The continuing Satyam saga has touched a new, horrendous low today with the resignation of the Chairman, B Ramalinga Raju and the shocking explanation tendered by him on the inflated accounts of the company. If the earlier episode of the aborted Satyam-Maytas merger brought into question the role, in corporate governcnce, of board of directors in the overall and that of the independent directors in particular, today’s episode brings into focus an errant axis that could exist amongst the promoters and directors, accountants, auditors and company secretaries (DAACS) in deviant corporations.
Viewed in a relevant perspective, DAACS as a group of corporate officers are trustees of public money that is created, transacted or held through corporate mechanisms. Each of these corporate officers has a specific purpose in an organization that serves corporate as well as public interest.
A director, whole time or part time, has an inviolable duty to provide the right vision, strategy and execution in an ethical climate to the affairs of the company. When a promoter is also a director or the CEO the responsibility becomes even greater. Whatever may be the seed capital with which an entrepreneur sets up a venture, sooner than later the capital structure gets expanded to include external equity and debt that is several, several times over the seed capital that is brought in by the promoter. It is to be therefore expected that the promoter-director acts as a trustee of the public money for public good rather than as a total owner of a corporation which has grown as much through public money as much through the founder’s passion and capital .
An accountant, or the chief financial officer, has the responsibility to ensure that the operations are conducted in a financially prudent and stable manner while fulfilling the corporate aspirations for growth and insulating the company from economic and business risks. Whatever be the IT and accounting systems deployed, it is ultimately the translation and interpretation of physical performance into the financial numbers and the performance certification that is provided by the CFO that determines the solidity and integrity of the financial status of the company.
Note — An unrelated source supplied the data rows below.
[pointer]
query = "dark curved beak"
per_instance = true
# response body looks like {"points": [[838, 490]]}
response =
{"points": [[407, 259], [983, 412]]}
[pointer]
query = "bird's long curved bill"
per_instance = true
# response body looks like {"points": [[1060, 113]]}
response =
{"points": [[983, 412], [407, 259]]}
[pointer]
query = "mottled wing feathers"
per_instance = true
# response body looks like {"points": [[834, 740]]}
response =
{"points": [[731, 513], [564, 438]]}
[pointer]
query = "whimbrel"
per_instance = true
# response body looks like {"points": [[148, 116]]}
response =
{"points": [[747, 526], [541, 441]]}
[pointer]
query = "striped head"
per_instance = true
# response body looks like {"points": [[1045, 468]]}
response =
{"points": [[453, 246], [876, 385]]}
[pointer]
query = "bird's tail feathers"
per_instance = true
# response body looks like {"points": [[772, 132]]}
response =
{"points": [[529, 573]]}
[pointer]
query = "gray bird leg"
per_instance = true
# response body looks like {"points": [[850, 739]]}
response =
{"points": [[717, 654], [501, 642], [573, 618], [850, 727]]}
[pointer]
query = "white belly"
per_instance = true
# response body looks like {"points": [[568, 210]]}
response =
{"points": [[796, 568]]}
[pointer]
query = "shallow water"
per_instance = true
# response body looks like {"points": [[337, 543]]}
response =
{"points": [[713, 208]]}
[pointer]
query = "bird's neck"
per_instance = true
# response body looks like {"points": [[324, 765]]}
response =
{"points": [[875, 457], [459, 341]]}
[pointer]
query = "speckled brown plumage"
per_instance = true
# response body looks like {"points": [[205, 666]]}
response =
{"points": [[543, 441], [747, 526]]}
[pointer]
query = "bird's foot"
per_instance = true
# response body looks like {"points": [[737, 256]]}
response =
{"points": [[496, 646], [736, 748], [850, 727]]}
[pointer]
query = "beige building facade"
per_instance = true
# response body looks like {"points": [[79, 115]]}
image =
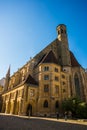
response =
{"points": [[40, 86]]}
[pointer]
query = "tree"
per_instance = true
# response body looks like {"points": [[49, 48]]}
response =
{"points": [[76, 106]]}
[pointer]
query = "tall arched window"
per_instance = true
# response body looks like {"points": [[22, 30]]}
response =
{"points": [[57, 104], [45, 105], [77, 85]]}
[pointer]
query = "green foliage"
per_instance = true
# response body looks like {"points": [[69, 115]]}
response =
{"points": [[76, 106]]}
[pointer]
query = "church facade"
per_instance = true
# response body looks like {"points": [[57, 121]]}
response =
{"points": [[40, 86]]}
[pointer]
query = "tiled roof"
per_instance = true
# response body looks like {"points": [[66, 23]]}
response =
{"points": [[49, 58], [74, 61], [31, 80]]}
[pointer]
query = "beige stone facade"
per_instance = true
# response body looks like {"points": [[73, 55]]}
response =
{"points": [[40, 86]]}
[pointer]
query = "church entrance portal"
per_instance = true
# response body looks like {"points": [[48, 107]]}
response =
{"points": [[29, 110]]}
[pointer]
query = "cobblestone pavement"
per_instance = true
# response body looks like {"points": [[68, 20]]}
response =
{"points": [[34, 123]]}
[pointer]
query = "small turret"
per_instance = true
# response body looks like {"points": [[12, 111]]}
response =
{"points": [[64, 47], [62, 33]]}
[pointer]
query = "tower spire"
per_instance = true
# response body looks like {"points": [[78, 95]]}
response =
{"points": [[7, 79]]}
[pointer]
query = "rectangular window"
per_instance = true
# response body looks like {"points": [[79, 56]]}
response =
{"points": [[56, 69], [64, 90], [46, 77], [63, 76], [56, 89], [46, 88], [56, 78], [46, 68]]}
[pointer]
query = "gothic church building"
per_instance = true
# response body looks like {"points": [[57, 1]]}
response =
{"points": [[40, 86]]}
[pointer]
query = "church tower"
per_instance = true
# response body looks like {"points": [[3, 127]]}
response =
{"points": [[7, 79], [64, 52]]}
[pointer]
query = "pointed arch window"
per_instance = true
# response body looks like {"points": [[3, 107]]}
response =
{"points": [[77, 85], [45, 105], [57, 104]]}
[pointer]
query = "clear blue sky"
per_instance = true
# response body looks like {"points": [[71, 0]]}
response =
{"points": [[27, 26]]}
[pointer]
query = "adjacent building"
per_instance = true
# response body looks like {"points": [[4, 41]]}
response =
{"points": [[40, 86]]}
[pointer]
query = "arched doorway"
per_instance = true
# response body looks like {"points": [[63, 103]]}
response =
{"points": [[29, 110]]}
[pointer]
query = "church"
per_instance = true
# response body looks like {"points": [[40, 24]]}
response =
{"points": [[45, 81]]}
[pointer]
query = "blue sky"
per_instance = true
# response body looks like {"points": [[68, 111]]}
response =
{"points": [[27, 26]]}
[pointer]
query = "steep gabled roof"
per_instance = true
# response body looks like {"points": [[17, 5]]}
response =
{"points": [[74, 62], [49, 58], [31, 80]]}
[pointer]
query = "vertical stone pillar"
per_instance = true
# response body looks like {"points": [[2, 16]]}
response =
{"points": [[3, 107], [6, 110], [12, 107], [20, 108]]}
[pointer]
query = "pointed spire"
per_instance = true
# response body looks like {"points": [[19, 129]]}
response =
{"points": [[8, 72], [7, 79]]}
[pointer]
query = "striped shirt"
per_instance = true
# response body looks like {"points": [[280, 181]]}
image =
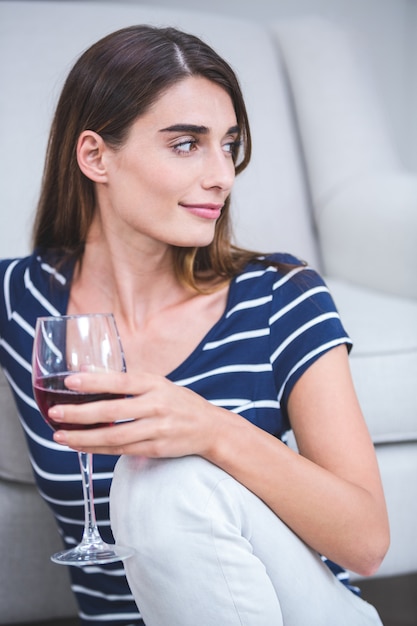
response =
{"points": [[275, 325]]}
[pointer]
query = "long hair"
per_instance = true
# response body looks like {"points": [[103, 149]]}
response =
{"points": [[113, 83]]}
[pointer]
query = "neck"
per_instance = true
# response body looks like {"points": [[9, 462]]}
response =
{"points": [[132, 281]]}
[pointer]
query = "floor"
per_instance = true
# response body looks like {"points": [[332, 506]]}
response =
{"points": [[395, 599]]}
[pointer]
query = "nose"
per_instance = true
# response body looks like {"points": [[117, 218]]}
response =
{"points": [[218, 170]]}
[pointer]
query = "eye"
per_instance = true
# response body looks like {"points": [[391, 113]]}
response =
{"points": [[233, 147], [185, 146]]}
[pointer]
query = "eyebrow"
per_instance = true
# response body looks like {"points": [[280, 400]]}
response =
{"points": [[194, 128]]}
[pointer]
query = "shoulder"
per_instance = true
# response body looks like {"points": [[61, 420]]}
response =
{"points": [[30, 282], [279, 273]]}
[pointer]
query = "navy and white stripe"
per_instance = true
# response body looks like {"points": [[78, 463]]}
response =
{"points": [[275, 325]]}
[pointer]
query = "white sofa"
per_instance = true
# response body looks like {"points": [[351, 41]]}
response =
{"points": [[325, 183]]}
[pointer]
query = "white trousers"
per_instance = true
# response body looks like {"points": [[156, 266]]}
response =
{"points": [[210, 553]]}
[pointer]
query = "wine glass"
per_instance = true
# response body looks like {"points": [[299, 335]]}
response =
{"points": [[65, 345]]}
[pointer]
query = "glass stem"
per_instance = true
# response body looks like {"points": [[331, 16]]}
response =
{"points": [[91, 533]]}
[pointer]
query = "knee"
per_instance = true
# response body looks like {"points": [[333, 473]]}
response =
{"points": [[155, 501]]}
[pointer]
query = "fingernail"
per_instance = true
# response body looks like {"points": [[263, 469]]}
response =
{"points": [[73, 381], [60, 436], [56, 413]]}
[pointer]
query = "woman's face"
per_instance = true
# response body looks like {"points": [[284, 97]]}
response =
{"points": [[169, 181]]}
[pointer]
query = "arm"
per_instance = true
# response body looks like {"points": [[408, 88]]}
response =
{"points": [[330, 494]]}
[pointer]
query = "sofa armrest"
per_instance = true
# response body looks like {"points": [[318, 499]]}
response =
{"points": [[364, 203]]}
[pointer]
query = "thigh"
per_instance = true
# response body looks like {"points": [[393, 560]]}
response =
{"points": [[208, 551]]}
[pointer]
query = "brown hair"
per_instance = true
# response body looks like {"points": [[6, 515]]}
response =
{"points": [[114, 82]]}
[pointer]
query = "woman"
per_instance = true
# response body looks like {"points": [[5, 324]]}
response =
{"points": [[226, 350]]}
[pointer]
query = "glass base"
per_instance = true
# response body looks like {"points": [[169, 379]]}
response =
{"points": [[92, 554]]}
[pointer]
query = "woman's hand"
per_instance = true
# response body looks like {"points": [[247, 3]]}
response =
{"points": [[156, 418]]}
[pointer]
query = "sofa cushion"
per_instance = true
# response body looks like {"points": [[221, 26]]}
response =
{"points": [[384, 358], [14, 459]]}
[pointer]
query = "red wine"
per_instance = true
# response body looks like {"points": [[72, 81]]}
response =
{"points": [[51, 390]]}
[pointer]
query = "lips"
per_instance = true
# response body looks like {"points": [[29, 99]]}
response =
{"points": [[209, 211]]}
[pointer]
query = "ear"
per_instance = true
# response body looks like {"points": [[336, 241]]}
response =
{"points": [[90, 152]]}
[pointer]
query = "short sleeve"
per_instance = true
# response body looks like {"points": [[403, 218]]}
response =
{"points": [[304, 324]]}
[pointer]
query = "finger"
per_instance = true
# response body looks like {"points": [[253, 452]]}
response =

Equally, significant emphasis is placed on the audit function, both internal and external, to ensure that a company’s operations and financial numbers are in compliance with all the statutory requirements and are reflective of the true state of affairs. Typically however, auditors are a highly pressured lot having to attend to multiple account closures in short windows of time on a quarterly and yearly basis. In any case it may be impossible to check the veracity of each transaction and consequently, reliance is placed on the self-certification by the operations and management teams. This however, does not absolve the auditors of their responsibility to ensure that a company’s systems and procedures are laid out and observed in practice in such a manner that the accounts represent a true and fair reflection of the business.
Last but no less important is the company secretary who is privy to all the agenda, deliberations and minutes of all board meetings. The secretary who in several companies acts also as the responsible officer for corporate governance and risk management has a special responsibility to ensure that the capabilities and competencies of the board are harnessed for the benefit of company operations. It also dwells on the secretary to ensure that the statute and prudential norms are followed in both letter and spirit and compliance as well as violation is reported diligently to the board.
Given the critical roles played by each of the DAACS officer group, a manipulative crisis of the magnitude that has hit Satyam could have been possible only when each member of the DAACS group collaborated, actively or passively, to abdicate the respective responsibilities and in fact acted in complete counter-direction to such requirements.
Obviously, the corporate and regulatory systems would need fundamental changes to avert these types of collusive behavior. Several measures are needed to ensure the needed robustness to the system. For example, the boards should reflect ownership interests in a truly proportionate manner. The independent directors should be appointed by ombudsman and regulatory institutions such as stock exchanges and SEBI. The two core corporate officers (the CFO and the company secretary) should be made accountable only to the board. Larger companies should be required to have two audit firms on a mandatory basis. Corporate compliance reports should be made a part of overall quarterly reporting as well as annual corporate reporting. Banks and financial institutions should have key client managers. The nexus between analysts and corporate managements should be discouraged. Media and industry associations should control their irrational exuberance and cease painting corporate leaders as demi-Gods. There could be several other logical measures.
If the Satyam episode serves as a clarion call for a fundamentally ethical transformation in the way companies are established, grown and managed; in the way corporate performance is compiled, reported and reviewed; and in the way responsible officers think, act and comply with reference to prudential norms, it would have served a purpose, albeit at a high cost.